The younger your training age the more you should focus on basic training skills. I like visuals so I use the image of a performance pyramid. Start with a base of quality movement, core stability and strength. Use that base to build a level of power and speed and finish it off with position specific skill and agility. Each skill takes time to develop. As your training age matures your ability to master skills will improve. As I said earlier, no training program progresses in a straight line, but you should have a plan and structure that is appropriate to your training age and ability. This is the philosophy that I’ve seen used by many good trainers and I’ve used with my clients with success.
It’s all about return of investment. If you’re going to invest your time training then you want the biggest bang for your buck. So at younger training ages goalies will get a benefit from training the same as skaters because they should all be working on developing their basic training skills. Everyone will improve because there is so much ground to be covered, but as your training age increases and you begin to master basic training skills then you will benefit from more position specific training. If you look at young goalies they all need to improve the same basic skills, movement, core stability, strength and should spend most of their time off ice training to improve these skills. As they begin to become proficient or master these skills then they need to move on or they risk become stagnant and plateauing. They should start transitioning to higher skills like speed, power and more dynamic training to continue to build their skill set.

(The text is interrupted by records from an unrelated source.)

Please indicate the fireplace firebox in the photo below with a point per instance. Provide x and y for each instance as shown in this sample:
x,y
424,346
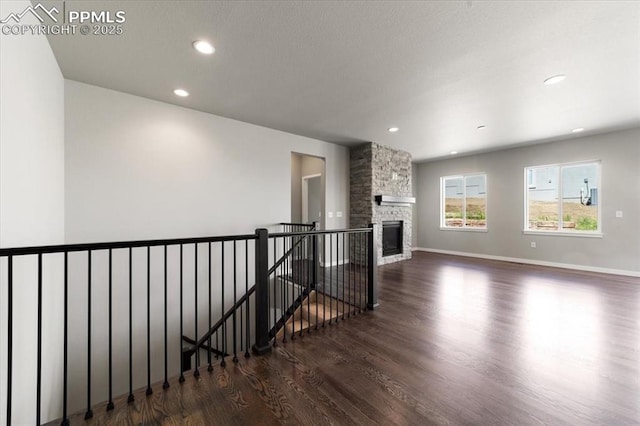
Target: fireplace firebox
x,y
392,237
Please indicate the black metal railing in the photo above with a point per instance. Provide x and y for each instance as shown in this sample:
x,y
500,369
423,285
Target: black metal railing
x,y
115,317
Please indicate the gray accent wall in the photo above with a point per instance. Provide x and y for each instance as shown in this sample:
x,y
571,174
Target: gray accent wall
x,y
617,251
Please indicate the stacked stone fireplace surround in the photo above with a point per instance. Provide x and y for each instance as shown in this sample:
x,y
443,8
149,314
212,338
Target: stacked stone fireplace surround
x,y
380,170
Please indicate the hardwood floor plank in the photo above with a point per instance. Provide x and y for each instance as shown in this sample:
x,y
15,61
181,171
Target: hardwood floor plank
x,y
456,341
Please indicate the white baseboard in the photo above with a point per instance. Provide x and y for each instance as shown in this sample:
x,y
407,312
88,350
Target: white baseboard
x,y
533,262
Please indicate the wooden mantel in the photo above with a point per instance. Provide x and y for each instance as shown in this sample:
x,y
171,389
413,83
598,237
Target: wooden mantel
x,y
390,200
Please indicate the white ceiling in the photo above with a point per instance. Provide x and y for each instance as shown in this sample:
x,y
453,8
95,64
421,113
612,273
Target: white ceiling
x,y
346,71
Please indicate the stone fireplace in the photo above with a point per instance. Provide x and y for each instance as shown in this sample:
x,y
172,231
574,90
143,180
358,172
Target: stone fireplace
x,y
380,193
391,237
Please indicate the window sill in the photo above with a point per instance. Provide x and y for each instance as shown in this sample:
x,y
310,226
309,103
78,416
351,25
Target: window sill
x,y
445,228
565,234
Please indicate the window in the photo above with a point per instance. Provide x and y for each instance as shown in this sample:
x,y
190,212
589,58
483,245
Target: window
x,y
563,198
464,202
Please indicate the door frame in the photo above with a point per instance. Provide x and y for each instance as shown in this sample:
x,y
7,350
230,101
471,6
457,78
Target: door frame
x,y
305,196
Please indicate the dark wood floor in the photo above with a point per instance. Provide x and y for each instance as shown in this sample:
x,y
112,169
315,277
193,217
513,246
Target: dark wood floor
x,y
455,341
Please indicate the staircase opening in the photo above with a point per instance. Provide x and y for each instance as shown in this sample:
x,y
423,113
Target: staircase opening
x,y
392,237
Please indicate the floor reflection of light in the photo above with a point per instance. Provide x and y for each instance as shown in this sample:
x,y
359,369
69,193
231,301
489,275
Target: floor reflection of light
x,y
462,304
561,330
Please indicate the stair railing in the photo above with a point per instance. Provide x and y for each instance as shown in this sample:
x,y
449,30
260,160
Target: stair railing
x,y
97,312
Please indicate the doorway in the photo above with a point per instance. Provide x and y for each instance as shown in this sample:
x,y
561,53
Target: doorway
x,y
311,198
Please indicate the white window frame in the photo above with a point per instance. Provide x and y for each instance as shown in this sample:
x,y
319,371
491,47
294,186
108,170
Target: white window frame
x,y
463,228
560,232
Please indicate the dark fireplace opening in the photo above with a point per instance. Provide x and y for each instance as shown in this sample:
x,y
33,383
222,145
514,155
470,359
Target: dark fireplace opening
x,y
391,237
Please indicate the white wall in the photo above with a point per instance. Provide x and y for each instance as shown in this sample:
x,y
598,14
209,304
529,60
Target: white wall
x,y
617,251
305,165
31,209
141,169
138,168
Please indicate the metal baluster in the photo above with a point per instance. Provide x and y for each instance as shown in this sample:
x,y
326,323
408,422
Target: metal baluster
x,y
65,351
275,314
39,366
290,260
331,277
209,367
247,354
149,390
166,384
352,259
181,379
224,324
356,285
285,293
9,334
300,269
131,398
337,278
89,413
196,371
343,271
110,403
363,238
235,335
324,279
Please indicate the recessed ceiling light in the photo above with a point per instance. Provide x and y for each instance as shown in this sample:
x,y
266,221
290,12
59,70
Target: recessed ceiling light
x,y
555,79
203,47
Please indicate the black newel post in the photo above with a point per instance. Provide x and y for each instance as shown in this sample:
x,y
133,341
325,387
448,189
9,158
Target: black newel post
x,y
262,346
315,257
372,272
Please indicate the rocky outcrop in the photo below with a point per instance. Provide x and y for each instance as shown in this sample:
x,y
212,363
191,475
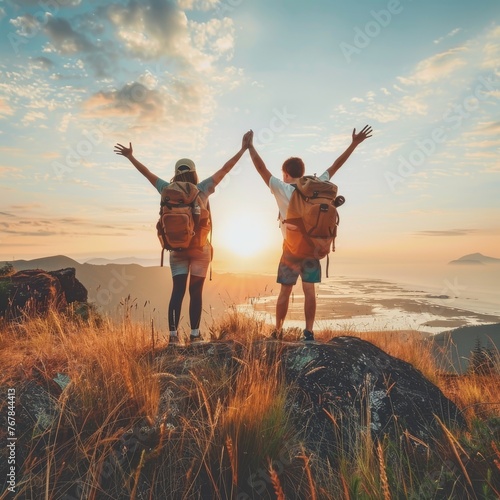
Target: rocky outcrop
x,y
349,385
35,291
339,391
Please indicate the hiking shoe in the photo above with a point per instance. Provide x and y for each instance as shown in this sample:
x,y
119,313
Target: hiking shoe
x,y
308,336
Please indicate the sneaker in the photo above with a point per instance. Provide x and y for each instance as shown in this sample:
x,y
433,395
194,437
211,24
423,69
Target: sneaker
x,y
308,336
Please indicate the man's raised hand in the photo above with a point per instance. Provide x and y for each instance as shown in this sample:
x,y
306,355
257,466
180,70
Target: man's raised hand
x,y
123,150
361,136
247,139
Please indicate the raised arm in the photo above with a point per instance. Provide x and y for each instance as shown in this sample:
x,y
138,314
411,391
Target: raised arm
x,y
128,153
257,161
220,174
357,139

If you look at the position of goalie it involves a lot of quick up and down, lateral and rotational movement. There really isn’t a lot of forward or back movement that skaters use. The energy system needs for goalies is also different then skaters. At higher playing levels the gap in skill set is so small that specialization is necessary to continue to advance. At higher training ages there ought to be some differential in the way goalies and skaters train.
There’s no hard and fast rule as to when this should happen because progress doesn’t happen in a straight line. But in an attempt to put it all together in a format that gives some soft guidelines I’ve included a chart below to help define training age.
Training Age: The training age of an athlete is determined by the number of years consistently performing a strength-training program with progressively increasing loads; e.g., a 15-year-old athlete who has been successfully lifting weights for two years would have a training age of 2, not 15.
Beginner: less than 1 year of consistent strength training experience.
Intermediate: 1-3 years of consistent strength training experience.
Advanced: 3 or more years of consistent strength training experience.
As I stated earlier, these are soft guidelines not strict rules. There are still a lot a variables to consider, age, genetics, maturity, etc. Each goalie will progress at their own rate. With that said, I think some differential in training should start during the intermediate age. Starting with small and slow deviations in training from skaters and progressing at an appropriate rate for the goalie.
Let’s get back to the question should goalies train differently than skaters? I think the answer is yes and no. It’s not a simple question because there are so many things to consider, but with the information I’ve given you can more easily assess your training efforts off the ice to become a better goalie; make more saves with less injuries.